Lehrkräfte an den Berliner Schulen

  • Wir wollen, dass schon Bachelorabsolventen im Lehramtsstudium künftig als Schulassistenten eingesetzt werden können, um Lehrer in ihrer Tätigkeit zu unterstützen.
  • Die Lehrerausbildung soll in den Universitäten in einer eigenständigen Einrichtung innerhalb der Hochschule zusammengefasst werden. Fortbildungen sollen auch im Bereich Schulmanagement für Leitungskräfte erfolgen.
  • Wir wollen, dass Lehrern ihren Aufgaben angemessene Fortbildungen und Supervisionen außerhalb der Unterrichtszeit angeboten werden. Die Fortbildungsangebote sollen laufend überprüft werden, um deren Qualität zu gewährleisten.
  • Eine Verbeamtung von Lehrkräften lehnen wir ab, denn das Berufsbeamtentum ist mit unserer Vorstellung von eigenverantwortlichen und flexiblen Schulen nicht vereinbar. Zudem treffen die Lasten der Verbeamtung durch die Versorgungskosten kommende Generationen.
  • Den angestellten Lehrkräften wollen wir in Berlin attraktive Arbeitsbedingungen bieten: Leistungsanreize, bessere Arbeitsbedingungen, eine gerechtere Arbeitszeitregelung und weniger Bürokratie sind wichtige Schritte, den Wegzug der Lehrkräfte in andere Bundesländer zu stoppen.
  • Wir wollen eine bessere Vernetzung zwischen Hochschulen und Schulen, um die praktischen Erfahrungen der Studierenden zu intensivieren.

Berufliche Bildung

Berufsbildung (AGH-Wahlprogramm 2011).jpg

Eine der größten Gefahren für die Zukunftsfähigkeit der Berliner Wirtschaft ist der Fachkräftemangel. Dieses Problem verstärkt die derzeitige mangelhafte Bildungs- und Berufsbildungspolitik, die dazu führt, dass ein immer größerer Anteil der Schulabgänger nicht ausbildungsfähig ist. Wir wollen das System der dualen Ausbildung in Berufsschule und Betrieb wieder stärken.

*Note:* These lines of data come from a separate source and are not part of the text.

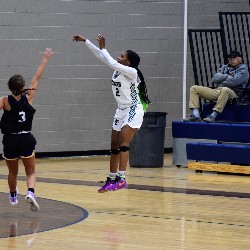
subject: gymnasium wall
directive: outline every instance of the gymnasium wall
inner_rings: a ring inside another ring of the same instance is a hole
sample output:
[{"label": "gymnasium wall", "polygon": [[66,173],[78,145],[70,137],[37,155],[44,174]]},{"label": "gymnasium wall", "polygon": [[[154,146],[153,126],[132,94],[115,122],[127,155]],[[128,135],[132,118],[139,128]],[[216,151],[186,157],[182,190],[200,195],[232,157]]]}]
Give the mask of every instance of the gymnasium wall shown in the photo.
[{"label": "gymnasium wall", "polygon": [[[249,9],[248,0],[189,0],[188,27],[218,27],[218,11]],[[165,148],[172,148],[171,122],[182,119],[183,0],[1,0],[0,12],[1,96],[13,74],[29,84],[45,48],[54,51],[34,98],[37,152],[110,148],[112,70],[72,41],[78,33],[94,42],[103,34],[114,58],[127,49],[140,54],[149,111],[168,113]],[[187,100],[190,62],[188,53]]]}]

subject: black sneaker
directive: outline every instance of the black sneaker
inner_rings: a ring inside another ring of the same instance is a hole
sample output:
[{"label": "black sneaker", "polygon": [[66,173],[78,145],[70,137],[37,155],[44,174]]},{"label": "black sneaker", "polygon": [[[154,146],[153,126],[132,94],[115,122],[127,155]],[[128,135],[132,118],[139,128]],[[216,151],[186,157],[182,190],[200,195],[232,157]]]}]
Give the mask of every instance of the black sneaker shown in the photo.
[{"label": "black sneaker", "polygon": [[203,119],[204,122],[215,122],[215,118],[211,115]]},{"label": "black sneaker", "polygon": [[184,122],[200,122],[201,118],[195,115],[190,115],[188,118],[183,119]]}]

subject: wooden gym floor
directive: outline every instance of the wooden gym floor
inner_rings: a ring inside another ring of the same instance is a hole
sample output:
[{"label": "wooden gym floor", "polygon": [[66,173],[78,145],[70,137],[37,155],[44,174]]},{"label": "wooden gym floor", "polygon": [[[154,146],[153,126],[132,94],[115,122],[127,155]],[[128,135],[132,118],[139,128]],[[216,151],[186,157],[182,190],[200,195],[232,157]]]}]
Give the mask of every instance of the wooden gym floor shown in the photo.
[{"label": "wooden gym floor", "polygon": [[246,250],[250,249],[250,177],[197,174],[171,165],[128,168],[128,188],[98,194],[109,157],[38,159],[40,211],[8,201],[0,161],[0,250]]}]

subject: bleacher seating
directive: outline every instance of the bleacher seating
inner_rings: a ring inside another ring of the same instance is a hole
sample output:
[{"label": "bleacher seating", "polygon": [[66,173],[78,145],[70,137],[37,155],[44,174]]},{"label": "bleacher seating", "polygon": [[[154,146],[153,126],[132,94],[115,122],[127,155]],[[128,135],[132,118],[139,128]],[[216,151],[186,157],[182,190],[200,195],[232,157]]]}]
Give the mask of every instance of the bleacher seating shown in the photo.
[{"label": "bleacher seating", "polygon": [[[212,75],[228,63],[227,54],[239,50],[250,66],[250,12],[219,12],[220,29],[191,29],[189,43],[195,84],[213,87]],[[250,86],[250,79],[249,79]],[[250,174],[249,86],[226,105],[215,123],[173,121],[173,164],[196,171]],[[202,116],[214,103],[203,102]]]}]

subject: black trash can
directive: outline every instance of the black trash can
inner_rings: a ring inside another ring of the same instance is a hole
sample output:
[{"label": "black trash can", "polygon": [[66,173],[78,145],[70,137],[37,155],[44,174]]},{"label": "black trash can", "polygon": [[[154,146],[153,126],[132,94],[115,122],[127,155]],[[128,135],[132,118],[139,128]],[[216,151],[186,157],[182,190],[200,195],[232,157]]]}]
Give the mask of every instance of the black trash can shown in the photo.
[{"label": "black trash can", "polygon": [[130,167],[163,167],[166,127],[165,112],[147,112],[129,145]]}]

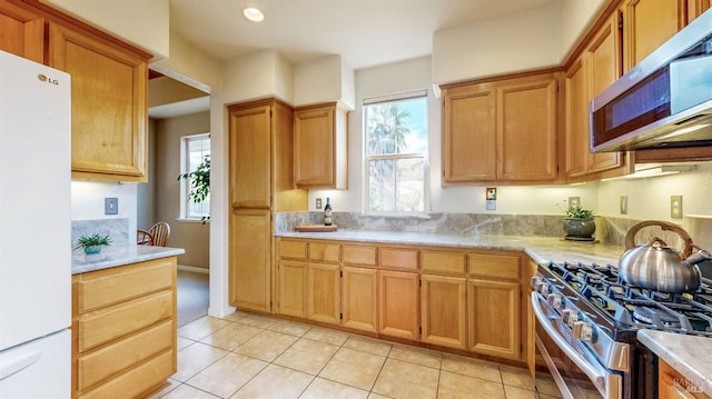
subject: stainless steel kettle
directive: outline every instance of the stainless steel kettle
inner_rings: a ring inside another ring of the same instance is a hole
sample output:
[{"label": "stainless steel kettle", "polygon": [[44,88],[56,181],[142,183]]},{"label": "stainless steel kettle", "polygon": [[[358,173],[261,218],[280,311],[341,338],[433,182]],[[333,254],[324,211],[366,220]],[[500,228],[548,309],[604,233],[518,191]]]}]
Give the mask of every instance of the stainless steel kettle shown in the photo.
[{"label": "stainless steel kettle", "polygon": [[[635,247],[635,233],[644,227],[659,226],[678,233],[685,248],[678,252],[657,237]],[[625,282],[661,292],[690,292],[700,287],[701,273],[695,263],[712,259],[710,252],[698,250],[686,231],[666,221],[650,220],[633,226],[625,236],[625,253],[619,262],[619,272]]]}]

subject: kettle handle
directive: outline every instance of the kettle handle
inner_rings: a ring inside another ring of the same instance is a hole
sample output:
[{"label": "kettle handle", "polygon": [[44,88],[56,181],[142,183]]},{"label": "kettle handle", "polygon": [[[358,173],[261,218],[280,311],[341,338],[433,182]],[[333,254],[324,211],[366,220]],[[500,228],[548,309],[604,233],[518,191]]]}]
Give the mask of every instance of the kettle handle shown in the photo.
[{"label": "kettle handle", "polygon": [[627,233],[625,235],[625,249],[629,250],[629,249],[635,248],[635,240],[634,240],[635,233],[637,233],[642,228],[650,227],[650,226],[659,226],[662,230],[673,231],[678,233],[680,238],[682,238],[682,241],[684,242],[685,248],[680,252],[680,259],[682,260],[688,259],[688,257],[692,255],[693,243],[692,243],[692,238],[690,238],[690,235],[688,235],[688,232],[684,229],[682,229],[680,226],[673,225],[668,221],[662,221],[662,220],[645,220],[631,227],[627,230]]}]

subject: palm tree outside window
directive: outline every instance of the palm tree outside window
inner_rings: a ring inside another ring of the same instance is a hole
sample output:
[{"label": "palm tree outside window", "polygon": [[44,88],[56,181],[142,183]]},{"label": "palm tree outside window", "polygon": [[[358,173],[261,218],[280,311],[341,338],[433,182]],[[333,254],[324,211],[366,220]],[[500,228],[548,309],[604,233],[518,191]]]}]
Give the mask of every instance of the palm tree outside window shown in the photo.
[{"label": "palm tree outside window", "polygon": [[366,213],[426,215],[427,91],[364,100]]}]

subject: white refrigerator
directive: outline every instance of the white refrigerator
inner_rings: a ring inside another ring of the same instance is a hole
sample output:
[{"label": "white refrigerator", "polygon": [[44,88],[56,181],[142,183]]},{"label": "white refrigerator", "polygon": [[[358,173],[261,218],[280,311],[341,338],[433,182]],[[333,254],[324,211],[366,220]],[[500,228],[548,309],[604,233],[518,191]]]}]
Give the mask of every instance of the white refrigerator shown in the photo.
[{"label": "white refrigerator", "polygon": [[0,51],[0,398],[69,398],[70,77]]}]

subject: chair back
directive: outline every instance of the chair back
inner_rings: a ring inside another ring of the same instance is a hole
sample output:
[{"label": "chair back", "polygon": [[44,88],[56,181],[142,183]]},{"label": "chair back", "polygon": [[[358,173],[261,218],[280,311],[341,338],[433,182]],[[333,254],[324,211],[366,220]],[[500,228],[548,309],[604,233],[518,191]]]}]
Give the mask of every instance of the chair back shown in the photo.
[{"label": "chair back", "polygon": [[138,246],[152,246],[154,236],[146,230],[136,230],[136,245]]},{"label": "chair back", "polygon": [[168,236],[170,236],[170,226],[168,226],[165,221],[159,221],[158,223],[151,226],[148,232],[154,236],[154,246],[156,247],[166,247],[168,243]]}]

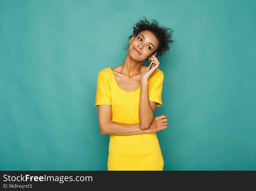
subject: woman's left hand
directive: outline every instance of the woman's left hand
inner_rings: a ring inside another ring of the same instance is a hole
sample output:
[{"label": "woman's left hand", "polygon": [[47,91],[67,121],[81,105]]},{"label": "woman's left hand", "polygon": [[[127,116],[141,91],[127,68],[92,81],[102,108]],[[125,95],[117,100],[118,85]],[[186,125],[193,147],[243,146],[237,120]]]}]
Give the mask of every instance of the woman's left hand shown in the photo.
[{"label": "woman's left hand", "polygon": [[[141,74],[141,81],[147,80],[148,81],[150,77],[152,75],[152,74],[157,69],[157,68],[158,67],[160,63],[157,57],[154,55],[152,55],[152,57],[150,59],[152,60],[152,64],[151,65],[151,67],[149,71],[147,71],[149,68],[149,66],[147,67],[147,69],[145,71],[143,71]],[[155,63],[155,65],[154,66],[153,66],[153,63]]]}]

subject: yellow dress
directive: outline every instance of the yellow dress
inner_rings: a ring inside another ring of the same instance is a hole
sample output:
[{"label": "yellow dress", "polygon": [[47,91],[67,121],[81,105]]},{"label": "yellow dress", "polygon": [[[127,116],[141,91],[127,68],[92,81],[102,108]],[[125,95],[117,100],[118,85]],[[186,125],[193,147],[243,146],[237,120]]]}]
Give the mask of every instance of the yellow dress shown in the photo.
[{"label": "yellow dress", "polygon": [[[149,79],[149,100],[162,105],[163,72],[158,68]],[[127,92],[118,85],[111,68],[98,74],[95,106],[112,106],[112,121],[140,123],[141,87]],[[163,170],[164,162],[155,133],[129,135],[110,135],[108,170]]]}]

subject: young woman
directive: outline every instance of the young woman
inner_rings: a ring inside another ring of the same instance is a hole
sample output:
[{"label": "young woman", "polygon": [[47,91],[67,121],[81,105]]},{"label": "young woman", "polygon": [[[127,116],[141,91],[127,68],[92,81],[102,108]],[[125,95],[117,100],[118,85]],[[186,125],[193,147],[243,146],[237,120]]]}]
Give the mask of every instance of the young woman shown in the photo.
[{"label": "young woman", "polygon": [[[98,74],[95,106],[101,133],[110,135],[108,170],[163,169],[156,132],[167,128],[167,117],[154,118],[162,105],[164,76],[154,54],[169,49],[174,30],[144,18],[133,27],[124,63]],[[142,64],[146,59],[153,60],[150,68]]]}]

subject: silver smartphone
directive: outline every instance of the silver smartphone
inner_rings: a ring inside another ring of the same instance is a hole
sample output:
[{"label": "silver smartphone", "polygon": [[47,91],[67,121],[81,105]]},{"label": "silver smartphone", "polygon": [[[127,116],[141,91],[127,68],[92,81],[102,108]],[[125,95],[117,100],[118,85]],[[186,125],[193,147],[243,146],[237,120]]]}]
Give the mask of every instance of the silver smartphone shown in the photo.
[{"label": "silver smartphone", "polygon": [[[155,56],[156,55],[157,55],[157,52],[155,53],[154,54],[154,56]],[[149,65],[149,67],[148,68],[148,69],[147,69],[147,71],[149,71],[149,70],[151,68],[151,65],[152,65],[152,62],[153,60],[151,60],[151,62],[150,63],[150,64]]]}]

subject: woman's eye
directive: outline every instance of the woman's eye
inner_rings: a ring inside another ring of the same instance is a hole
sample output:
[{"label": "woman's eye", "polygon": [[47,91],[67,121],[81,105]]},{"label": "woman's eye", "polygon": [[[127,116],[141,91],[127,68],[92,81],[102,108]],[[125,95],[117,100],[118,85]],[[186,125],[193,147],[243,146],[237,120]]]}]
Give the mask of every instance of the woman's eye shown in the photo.
[{"label": "woman's eye", "polygon": [[[138,39],[139,39],[139,40],[141,42],[141,40],[140,40],[140,39],[142,40],[142,39],[141,38],[138,38]],[[148,46],[148,47],[148,47],[148,48],[150,50],[151,50],[151,47],[150,46]]]}]

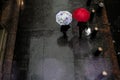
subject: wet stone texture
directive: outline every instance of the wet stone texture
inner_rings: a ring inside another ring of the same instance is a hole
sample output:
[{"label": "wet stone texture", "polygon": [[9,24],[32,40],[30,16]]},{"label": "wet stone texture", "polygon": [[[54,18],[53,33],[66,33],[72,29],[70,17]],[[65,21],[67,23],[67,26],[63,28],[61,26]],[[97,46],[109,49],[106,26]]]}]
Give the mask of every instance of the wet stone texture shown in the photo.
[{"label": "wet stone texture", "polygon": [[[56,13],[72,12],[78,7],[86,7],[86,0],[25,0],[17,32],[15,80],[99,80],[104,70],[108,75],[102,80],[114,80],[104,33],[99,31],[94,40],[83,33],[79,39],[77,22],[73,20],[68,38],[62,37],[60,25],[55,21]],[[101,17],[96,16],[89,23],[92,29],[96,25],[104,28]],[[99,46],[103,52],[94,57]]]}]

  • Die duale Ausbildung in Betrieb und Berufsschule muss gegenüber der außerbetrieblichen Ausbildung ohne echte Praxis wieder klaren Vorrang erhalten.
  • Die Berufsausbildung wollen wir modularisieren, das heißt sie aus standardisierten Einzelbausteinen zusammensetzen. Das ermöglicht die Förderung von individuellen Fähigkeiten ebenso wie den Einstieg von gering qualifizierten Bewerbern.
  • Wir wollen die Berufsorientierung und -beratung in den Schulen verbessern, um Berufschancen sowie die Vielfalt der über 300 Ausbildungsberufe frühzeitig aufzuzeigen und den Schülern eine gezielte Qualifizierung auf ihr Wunschberufsziel hin zu ermöglichen.
  • Die Durchlässigkeit zum Hochschulsystem nach erfolgreicher Berufsausbildung wollen wir weiter verbessern. Dazu werden wir Aus-, Fort- und Hochschulbildung besser verzahnen, um qualifizierten Absolventen Weiterbildungschancen zu eröffnen.

Außerschulische Bildung

Die Ausstattung der bezirklichen Bildungseinrichtungen (VHS und Musikschulen) ist in einem Umfang sicher zu stellen, welcher die Einhaltung der definierten Mindeststandards gewährleistet und der tatsächlichen Nachfrage gerecht wird.

  • Schülerwartelisten sind inakzeptabel. Sie sind zügig abzubauen.
  • Auch die bezirklichen Bildungseinrichtungen brauchen mehr Freiheit: Sie sollen ihre Einnahmen selbst bewirtschaften dürfen. Das überholte Prinzip der Kameralistik hat hier ausgedient.